Do your marketing efforts look like this?

This morning I stumbled upon the cluetrain manifesto. In short, it is GREAT.
The basic idea is that traditional mass media advertising and marketing methods are going to fail. The manifesto gives a great historical perspective of how sellers and buyers have interacted in the past.
In the beginning, markets were simple: a seller would talk with a buyer face-to-face. The market was simply a conversation between a seller (telling a buyer what he was selling) and a buyer (telling the seller what he wanted).
But the industrial age changed all that. Mass production made interchangeable products, and sold them to interchangeable consumers. In this time, customers became as similar in the minds of producers as their products.
This led to mass marketing, which in turn, led to the fact that marketers were broadcasting their messages to people that didn’t want to hear them. Instead of going to an open-air market to barter and negotiate over goods and services, the consumer was subjected to a barrage of impersonal marketing messages.
As the manifesto states:
Every one of us knows that marketers are out to get us, and we all struggle to escape their snares. We channel-surf through commercials; we open our mail over the recycling bin, struggling to discern the junk mail without having to open the envelope; we resent the adhesion of commercial messages to everything from sports uniforms to escalator risers.
The internet is going to change all that.
Sure, the internet is littered with ads, scams, spam, and other mass market advertisers. But when you look through all the dressing, you can see that new markets are forming. These markets consist of people that are interested in talking- in participating in the conversation.

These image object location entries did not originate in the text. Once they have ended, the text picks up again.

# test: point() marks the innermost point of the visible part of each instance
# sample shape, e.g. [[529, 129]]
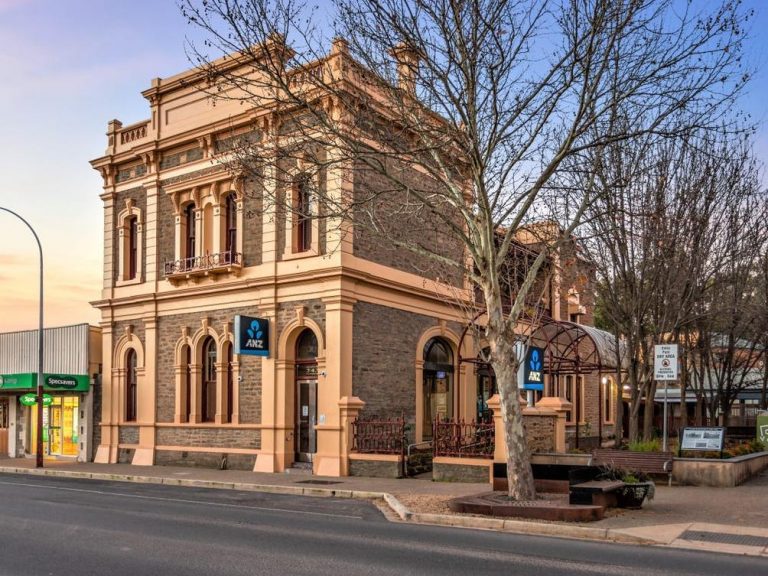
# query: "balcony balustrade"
[[218, 263]]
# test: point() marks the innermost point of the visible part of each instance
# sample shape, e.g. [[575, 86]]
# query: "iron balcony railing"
[[205, 263]]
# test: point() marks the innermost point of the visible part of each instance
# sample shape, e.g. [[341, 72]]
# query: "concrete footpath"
[[730, 520]]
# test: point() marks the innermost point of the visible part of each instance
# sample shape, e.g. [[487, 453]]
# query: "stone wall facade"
[[416, 226], [383, 359], [209, 437], [169, 333], [139, 197], [128, 435], [221, 460]]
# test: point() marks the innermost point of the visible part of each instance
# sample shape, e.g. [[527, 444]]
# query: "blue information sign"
[[251, 336]]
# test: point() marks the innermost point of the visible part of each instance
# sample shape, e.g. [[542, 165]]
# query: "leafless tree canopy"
[[677, 236], [494, 104]]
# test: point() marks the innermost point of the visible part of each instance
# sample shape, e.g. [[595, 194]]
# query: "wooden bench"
[[596, 492], [647, 462]]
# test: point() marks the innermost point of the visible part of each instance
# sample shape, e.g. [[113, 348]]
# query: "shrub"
[[652, 445]]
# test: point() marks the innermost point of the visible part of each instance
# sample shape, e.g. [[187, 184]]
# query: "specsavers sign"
[[53, 382]]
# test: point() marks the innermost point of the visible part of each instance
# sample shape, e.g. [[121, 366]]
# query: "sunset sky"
[[69, 66]]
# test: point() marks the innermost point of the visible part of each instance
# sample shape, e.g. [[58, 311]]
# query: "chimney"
[[407, 67]]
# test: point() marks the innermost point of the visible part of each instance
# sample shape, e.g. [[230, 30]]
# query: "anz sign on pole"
[[251, 336], [533, 372]]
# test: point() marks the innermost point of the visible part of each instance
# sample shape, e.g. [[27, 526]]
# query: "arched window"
[[189, 219], [131, 380], [133, 247], [230, 383], [208, 408], [438, 384], [303, 211], [187, 384], [486, 386], [230, 216], [306, 346], [129, 245]]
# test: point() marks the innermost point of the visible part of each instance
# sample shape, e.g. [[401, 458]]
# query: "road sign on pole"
[[665, 369], [665, 362]]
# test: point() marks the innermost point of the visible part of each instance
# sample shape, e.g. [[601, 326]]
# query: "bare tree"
[[668, 223], [466, 114], [728, 335]]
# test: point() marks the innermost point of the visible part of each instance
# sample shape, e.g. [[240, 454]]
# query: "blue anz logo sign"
[[533, 378], [251, 336]]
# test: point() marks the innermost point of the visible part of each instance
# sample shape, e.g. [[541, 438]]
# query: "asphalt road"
[[57, 526]]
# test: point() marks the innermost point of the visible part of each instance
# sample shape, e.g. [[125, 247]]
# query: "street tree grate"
[[740, 539]]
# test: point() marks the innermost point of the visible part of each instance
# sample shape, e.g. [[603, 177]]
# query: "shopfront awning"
[[572, 348], [51, 382]]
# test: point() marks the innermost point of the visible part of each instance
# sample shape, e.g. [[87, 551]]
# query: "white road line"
[[182, 500]]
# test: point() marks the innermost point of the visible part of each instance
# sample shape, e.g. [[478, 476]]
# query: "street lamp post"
[[39, 461]]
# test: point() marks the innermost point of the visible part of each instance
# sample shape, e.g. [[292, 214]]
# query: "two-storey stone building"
[[188, 247]]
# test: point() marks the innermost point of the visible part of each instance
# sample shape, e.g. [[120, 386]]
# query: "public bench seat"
[[597, 492], [647, 462]]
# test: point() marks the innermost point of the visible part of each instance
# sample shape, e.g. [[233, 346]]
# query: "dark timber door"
[[306, 418]]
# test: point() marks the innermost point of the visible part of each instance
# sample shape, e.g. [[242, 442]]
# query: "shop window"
[[230, 384], [131, 381], [438, 384], [609, 400], [208, 408], [130, 232]]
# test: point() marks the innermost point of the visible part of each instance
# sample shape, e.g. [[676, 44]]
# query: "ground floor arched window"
[[208, 407], [438, 385], [131, 384]]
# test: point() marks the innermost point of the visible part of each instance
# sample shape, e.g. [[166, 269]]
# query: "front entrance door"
[[306, 418], [4, 407]]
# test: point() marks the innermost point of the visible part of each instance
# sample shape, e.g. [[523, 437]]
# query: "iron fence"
[[460, 439], [378, 436]]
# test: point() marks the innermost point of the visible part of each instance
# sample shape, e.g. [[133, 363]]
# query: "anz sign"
[[534, 369], [251, 336]]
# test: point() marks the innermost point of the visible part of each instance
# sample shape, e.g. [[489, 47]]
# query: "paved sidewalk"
[[732, 520]]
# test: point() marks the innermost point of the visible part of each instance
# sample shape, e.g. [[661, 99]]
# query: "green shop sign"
[[762, 428], [53, 382], [31, 399]]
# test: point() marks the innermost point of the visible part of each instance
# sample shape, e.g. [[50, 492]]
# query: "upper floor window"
[[230, 210], [208, 408], [189, 219]]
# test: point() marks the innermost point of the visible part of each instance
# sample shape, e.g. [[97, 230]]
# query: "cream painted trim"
[[209, 425], [289, 334], [123, 244], [203, 449]]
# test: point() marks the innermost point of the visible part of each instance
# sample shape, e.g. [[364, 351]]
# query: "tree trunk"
[[519, 472], [650, 394]]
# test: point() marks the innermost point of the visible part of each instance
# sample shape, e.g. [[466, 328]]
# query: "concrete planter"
[[718, 473]]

Again, the Cluetrain Manifesto puts it best:
In this new place, every product you can name, from fashion to office supplies, can be discussed, argued over, researched, and bought as part of a vast conversation among the people interested in it. “I’m in the market for a new computer,” someone says, and she’s off to the Dell site. But she probably won’t buy that cool new laptop right away. She’ll ask around first — on web pages, on newsgroups, via email: “What do you think? Is this a good one? Has anybody checked it out? What’s the real battery life? How’s their customer support? Recommendations? Horror Stories?
So what does this mean?
Just putting a web site up isn’t enough anymore. People aren’t interested in empty corporate press releases. They want to know the objective truth.
One more quote:
Not only can the market discover the truth in the time it takes to do a search at a discussion archive, but the tinny, self-absorbed voices of business-as-usual sound especially empty in contrast to the rich conversations emanating from the web.

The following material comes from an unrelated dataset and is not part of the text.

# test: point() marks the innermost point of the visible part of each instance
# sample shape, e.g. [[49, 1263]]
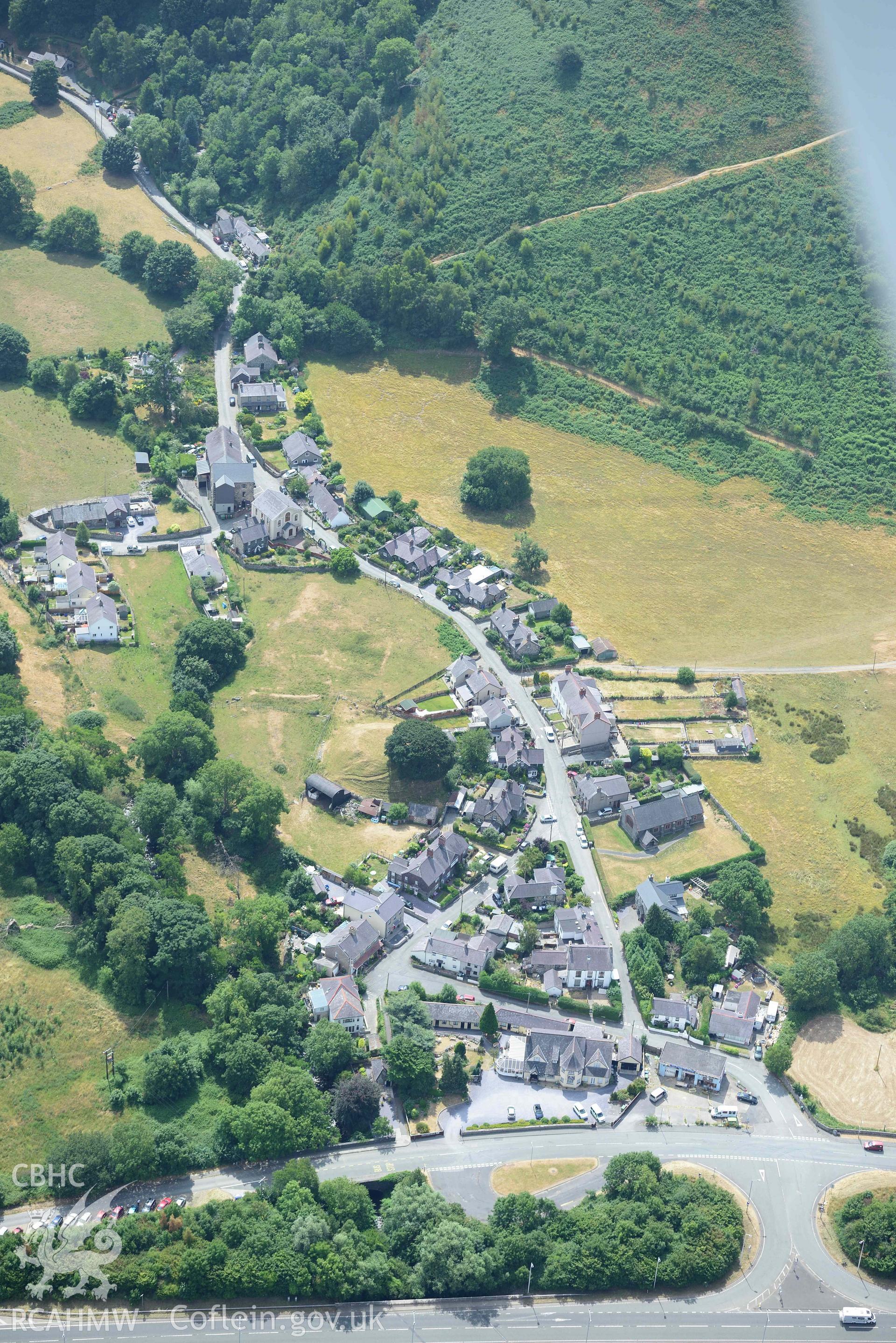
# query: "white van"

I understand that all of this sounds more suited to products than services, but the same basic premise applies: any business that hopes to attract new clients needs to join the conversation, and they need to be honest.

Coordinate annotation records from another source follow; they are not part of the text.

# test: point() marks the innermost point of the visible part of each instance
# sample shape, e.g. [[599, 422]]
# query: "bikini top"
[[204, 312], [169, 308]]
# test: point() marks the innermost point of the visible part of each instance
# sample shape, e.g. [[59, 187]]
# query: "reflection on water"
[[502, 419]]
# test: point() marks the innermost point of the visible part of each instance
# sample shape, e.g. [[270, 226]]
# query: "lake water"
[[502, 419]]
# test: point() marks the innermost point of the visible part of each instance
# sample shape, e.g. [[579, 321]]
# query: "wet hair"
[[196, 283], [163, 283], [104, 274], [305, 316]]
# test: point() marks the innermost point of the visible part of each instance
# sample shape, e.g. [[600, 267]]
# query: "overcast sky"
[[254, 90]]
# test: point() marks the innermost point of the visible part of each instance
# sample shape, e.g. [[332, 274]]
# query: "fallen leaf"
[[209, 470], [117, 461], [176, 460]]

I think blogs and blawgs (I know, many of you HATE the name) are doing just that. Bloggers are surely promoting their services, but they’re doing it in an honest, truthful way. It’s not a direct advertisement, and it takes more work than putting an ad in a newspaper, but in the end, it’s worth it. It’s all about credibility.
Having a pole in the water just doesn’t cut it anymore. You’ve got to get out there and actually talk with the fish.